Music recommendation system using machine learning source code : Project Outline
This project aims to create a music recommendation system based on RNN (Recurrent Neural Network) and face emotion recognition. The system will use the face emotion recognition algorithm to detect the user’s emotion and then use the RNN to generate music recommendations accordingly. The system will use a dataset of music and facial expressions to train the RNN. The trained RNN will then be used to generate music recommendations for the user. The system will also be able to adjust the music recommendations based on the user’s changing facial expressions. It is capable of learning from user feedback and continuously improving its recommendations. The system can also detect patterns in user behavior and make predictions on what type of music they might enjoy. This project can benefit music streaming services by providing a personalized music experience for each user.
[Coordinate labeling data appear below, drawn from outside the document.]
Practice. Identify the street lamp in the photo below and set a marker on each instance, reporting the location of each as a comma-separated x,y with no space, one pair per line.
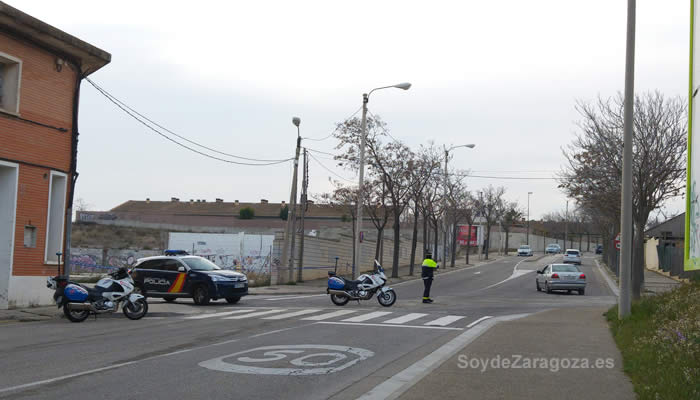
528,218
444,200
363,134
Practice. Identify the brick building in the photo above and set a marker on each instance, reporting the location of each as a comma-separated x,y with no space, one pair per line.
41,69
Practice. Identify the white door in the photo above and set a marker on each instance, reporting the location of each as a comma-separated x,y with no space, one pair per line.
9,173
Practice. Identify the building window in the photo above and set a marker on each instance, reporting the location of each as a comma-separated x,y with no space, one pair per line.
56,212
29,236
10,77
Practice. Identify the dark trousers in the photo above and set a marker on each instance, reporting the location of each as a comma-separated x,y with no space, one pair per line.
427,275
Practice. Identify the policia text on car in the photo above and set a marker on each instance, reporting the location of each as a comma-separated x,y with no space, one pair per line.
427,271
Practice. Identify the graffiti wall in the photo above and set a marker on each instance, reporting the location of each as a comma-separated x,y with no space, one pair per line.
239,251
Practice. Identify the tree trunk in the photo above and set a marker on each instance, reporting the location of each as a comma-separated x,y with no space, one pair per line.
414,243
488,240
469,242
454,245
397,243
380,238
505,251
437,241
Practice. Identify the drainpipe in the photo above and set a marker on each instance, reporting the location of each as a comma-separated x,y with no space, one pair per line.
73,173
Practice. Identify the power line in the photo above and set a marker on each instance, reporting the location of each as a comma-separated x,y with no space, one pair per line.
334,130
328,169
121,103
123,108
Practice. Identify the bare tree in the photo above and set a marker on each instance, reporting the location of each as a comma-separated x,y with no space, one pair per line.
490,206
594,162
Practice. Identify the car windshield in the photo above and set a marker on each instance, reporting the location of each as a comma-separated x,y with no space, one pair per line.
565,268
200,264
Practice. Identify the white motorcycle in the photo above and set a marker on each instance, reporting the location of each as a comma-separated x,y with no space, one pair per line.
78,301
366,286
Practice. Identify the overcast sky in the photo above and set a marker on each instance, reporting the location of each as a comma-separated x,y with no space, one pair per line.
504,75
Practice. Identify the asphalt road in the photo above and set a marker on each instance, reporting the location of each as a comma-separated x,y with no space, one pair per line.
291,347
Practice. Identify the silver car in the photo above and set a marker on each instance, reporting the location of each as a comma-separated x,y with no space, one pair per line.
561,277
572,256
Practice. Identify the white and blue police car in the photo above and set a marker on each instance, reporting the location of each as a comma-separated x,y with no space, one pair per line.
178,274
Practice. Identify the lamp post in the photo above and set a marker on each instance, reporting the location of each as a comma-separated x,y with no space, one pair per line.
363,134
528,218
444,200
290,228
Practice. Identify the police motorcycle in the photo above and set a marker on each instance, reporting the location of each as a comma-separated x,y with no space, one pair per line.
78,301
366,286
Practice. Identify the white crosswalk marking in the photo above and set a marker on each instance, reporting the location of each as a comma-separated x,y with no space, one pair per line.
329,315
292,314
367,317
405,318
444,321
257,314
222,314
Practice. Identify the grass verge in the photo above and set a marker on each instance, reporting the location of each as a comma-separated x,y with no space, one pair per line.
660,344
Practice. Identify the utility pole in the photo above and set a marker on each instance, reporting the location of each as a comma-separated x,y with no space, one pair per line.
624,306
528,218
304,206
290,228
566,224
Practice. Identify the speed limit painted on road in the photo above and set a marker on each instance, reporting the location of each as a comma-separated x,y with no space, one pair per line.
301,359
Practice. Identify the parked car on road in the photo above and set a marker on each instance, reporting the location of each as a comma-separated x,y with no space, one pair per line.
524,250
182,275
553,248
572,256
561,277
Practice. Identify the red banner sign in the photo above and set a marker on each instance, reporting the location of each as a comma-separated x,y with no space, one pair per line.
463,235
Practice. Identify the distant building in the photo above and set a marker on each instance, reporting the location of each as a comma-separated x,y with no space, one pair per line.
41,69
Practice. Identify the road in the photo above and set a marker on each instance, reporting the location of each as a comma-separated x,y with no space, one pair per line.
291,347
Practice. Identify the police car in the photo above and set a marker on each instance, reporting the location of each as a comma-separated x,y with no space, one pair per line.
177,274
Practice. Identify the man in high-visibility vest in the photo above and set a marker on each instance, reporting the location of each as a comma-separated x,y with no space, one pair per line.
427,270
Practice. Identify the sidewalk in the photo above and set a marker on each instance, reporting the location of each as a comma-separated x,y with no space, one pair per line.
560,337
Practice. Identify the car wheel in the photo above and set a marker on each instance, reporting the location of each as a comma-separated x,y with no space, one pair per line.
200,295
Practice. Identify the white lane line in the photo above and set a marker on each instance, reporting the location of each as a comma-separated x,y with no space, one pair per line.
398,384
367,317
444,321
478,320
293,297
405,318
392,325
257,314
222,314
611,284
329,315
293,314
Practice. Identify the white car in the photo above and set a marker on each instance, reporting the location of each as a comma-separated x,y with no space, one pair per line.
572,256
524,250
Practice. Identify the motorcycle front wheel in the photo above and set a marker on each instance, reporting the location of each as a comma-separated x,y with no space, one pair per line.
387,299
136,310
339,300
75,315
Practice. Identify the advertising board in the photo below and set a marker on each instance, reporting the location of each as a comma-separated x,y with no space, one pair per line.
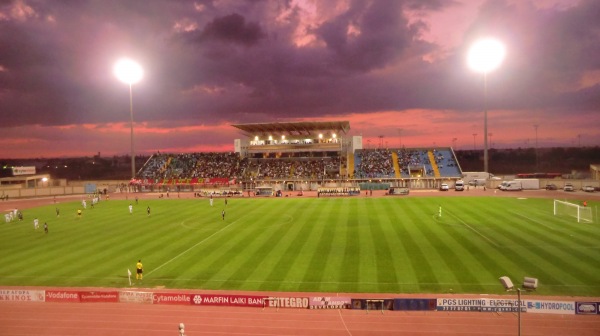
329,302
171,298
22,295
135,297
228,300
550,307
62,296
99,296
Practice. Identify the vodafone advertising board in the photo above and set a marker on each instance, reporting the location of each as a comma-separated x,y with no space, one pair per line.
62,296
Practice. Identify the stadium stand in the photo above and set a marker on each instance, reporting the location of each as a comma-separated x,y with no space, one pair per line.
316,152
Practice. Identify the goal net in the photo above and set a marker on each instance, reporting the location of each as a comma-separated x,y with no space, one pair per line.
564,208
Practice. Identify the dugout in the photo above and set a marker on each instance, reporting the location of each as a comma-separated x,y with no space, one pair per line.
263,191
398,191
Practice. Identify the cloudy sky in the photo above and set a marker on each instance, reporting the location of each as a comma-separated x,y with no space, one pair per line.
393,68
Finally, it uses a variety of metrics to evaluate the accuracy of its recommendations.
Applications
- Have various applications in the music industry, such as in streaming music services, radio stations, and online music stores.
- It can be used to identify trends in music consumption and recommend songs that are likely to be popular.
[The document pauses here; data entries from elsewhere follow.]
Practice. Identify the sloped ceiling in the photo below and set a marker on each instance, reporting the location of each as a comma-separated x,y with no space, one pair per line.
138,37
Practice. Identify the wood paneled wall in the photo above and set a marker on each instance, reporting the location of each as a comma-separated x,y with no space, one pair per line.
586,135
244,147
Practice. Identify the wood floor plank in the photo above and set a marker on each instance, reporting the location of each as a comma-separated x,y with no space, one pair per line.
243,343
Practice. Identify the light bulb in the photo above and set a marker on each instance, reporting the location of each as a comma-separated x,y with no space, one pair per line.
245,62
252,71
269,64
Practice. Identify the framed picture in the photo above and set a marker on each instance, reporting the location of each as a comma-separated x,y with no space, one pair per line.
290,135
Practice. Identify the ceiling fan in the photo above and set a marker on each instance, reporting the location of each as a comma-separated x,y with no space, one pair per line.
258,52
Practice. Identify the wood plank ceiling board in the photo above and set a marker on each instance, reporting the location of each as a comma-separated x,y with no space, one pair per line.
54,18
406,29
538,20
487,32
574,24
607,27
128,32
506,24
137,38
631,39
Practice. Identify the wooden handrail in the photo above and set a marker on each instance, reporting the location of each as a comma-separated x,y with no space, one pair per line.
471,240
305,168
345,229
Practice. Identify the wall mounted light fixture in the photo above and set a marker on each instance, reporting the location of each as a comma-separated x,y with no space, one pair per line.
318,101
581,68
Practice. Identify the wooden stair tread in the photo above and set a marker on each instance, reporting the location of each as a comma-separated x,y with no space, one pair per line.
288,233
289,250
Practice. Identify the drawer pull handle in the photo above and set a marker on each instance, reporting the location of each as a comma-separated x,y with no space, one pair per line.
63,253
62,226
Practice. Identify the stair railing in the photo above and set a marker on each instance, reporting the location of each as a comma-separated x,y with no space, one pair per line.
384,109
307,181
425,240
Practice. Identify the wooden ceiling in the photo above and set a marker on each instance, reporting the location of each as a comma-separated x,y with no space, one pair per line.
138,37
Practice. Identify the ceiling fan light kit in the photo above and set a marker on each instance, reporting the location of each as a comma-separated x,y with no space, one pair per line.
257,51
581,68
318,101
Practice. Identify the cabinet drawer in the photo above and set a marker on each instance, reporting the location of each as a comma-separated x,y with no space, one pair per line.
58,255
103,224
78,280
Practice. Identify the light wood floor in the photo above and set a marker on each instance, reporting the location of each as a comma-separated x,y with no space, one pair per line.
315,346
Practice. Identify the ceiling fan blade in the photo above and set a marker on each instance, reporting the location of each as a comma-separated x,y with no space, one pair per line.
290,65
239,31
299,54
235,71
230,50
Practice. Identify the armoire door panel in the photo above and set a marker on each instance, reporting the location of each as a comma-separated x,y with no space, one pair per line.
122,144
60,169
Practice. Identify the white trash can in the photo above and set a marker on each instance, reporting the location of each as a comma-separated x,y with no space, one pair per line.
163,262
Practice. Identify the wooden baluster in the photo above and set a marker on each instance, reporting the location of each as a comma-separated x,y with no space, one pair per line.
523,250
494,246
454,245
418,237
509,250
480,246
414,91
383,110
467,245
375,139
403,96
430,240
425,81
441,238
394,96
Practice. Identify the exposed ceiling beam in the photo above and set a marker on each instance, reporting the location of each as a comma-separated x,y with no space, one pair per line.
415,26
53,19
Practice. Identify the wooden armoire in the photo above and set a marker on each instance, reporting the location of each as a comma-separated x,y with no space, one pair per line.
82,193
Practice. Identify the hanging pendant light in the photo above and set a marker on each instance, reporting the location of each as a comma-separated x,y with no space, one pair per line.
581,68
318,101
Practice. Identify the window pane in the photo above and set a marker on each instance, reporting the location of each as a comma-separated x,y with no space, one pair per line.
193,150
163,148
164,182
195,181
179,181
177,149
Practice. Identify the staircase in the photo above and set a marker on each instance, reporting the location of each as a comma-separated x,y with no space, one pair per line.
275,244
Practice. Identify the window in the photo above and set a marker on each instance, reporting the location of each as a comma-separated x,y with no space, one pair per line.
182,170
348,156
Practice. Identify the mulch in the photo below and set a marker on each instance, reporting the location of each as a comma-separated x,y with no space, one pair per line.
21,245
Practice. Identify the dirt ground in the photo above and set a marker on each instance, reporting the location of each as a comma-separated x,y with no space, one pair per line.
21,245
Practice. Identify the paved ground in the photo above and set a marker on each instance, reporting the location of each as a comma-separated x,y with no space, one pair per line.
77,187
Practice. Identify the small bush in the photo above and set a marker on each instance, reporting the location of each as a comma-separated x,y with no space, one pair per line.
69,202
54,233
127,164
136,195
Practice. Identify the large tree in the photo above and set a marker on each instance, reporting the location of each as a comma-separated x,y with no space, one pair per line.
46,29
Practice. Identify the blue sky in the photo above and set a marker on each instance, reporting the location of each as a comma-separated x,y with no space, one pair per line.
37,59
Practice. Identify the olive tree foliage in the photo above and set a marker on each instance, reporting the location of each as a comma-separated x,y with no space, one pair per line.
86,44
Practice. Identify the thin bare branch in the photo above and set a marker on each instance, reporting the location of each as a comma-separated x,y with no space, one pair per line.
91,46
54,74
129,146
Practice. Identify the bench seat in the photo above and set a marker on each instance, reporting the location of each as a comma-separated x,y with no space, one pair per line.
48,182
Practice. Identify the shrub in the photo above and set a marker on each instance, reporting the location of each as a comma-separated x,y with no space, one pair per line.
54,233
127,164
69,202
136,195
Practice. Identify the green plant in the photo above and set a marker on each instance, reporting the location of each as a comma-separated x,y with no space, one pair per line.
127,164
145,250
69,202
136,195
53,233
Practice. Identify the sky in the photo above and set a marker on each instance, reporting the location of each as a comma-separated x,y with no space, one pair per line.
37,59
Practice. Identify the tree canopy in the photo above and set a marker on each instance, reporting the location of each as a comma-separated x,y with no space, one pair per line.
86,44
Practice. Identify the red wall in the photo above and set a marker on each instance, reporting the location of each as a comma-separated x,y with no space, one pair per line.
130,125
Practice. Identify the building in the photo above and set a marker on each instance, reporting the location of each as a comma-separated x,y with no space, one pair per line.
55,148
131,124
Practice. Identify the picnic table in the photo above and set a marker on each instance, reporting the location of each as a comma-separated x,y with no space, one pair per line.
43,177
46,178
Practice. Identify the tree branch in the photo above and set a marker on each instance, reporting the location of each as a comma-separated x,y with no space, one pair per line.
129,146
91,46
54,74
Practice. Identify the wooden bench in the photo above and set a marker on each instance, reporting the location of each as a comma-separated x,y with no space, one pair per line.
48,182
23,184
- This can help music producers and promoters to better understand their target audience and optimize the marketing of their music.
Requirements
Hardware Requirements:
- Computer with an Intel or AMD processor
- At least 4GB of RAM
- An internet connection
Software Requirements:
- Python 3.5
- Tensorflow
- Keras
- NumPy
- Pandas
- Matplotlib
- Seaborn
- scikit-learn
What you will learn?
- Gain knowledge in using recurrent neural networks
- Learn how to use natural language processing and machine learning techniques to better understand users’ preferences and make more accurate recommendations.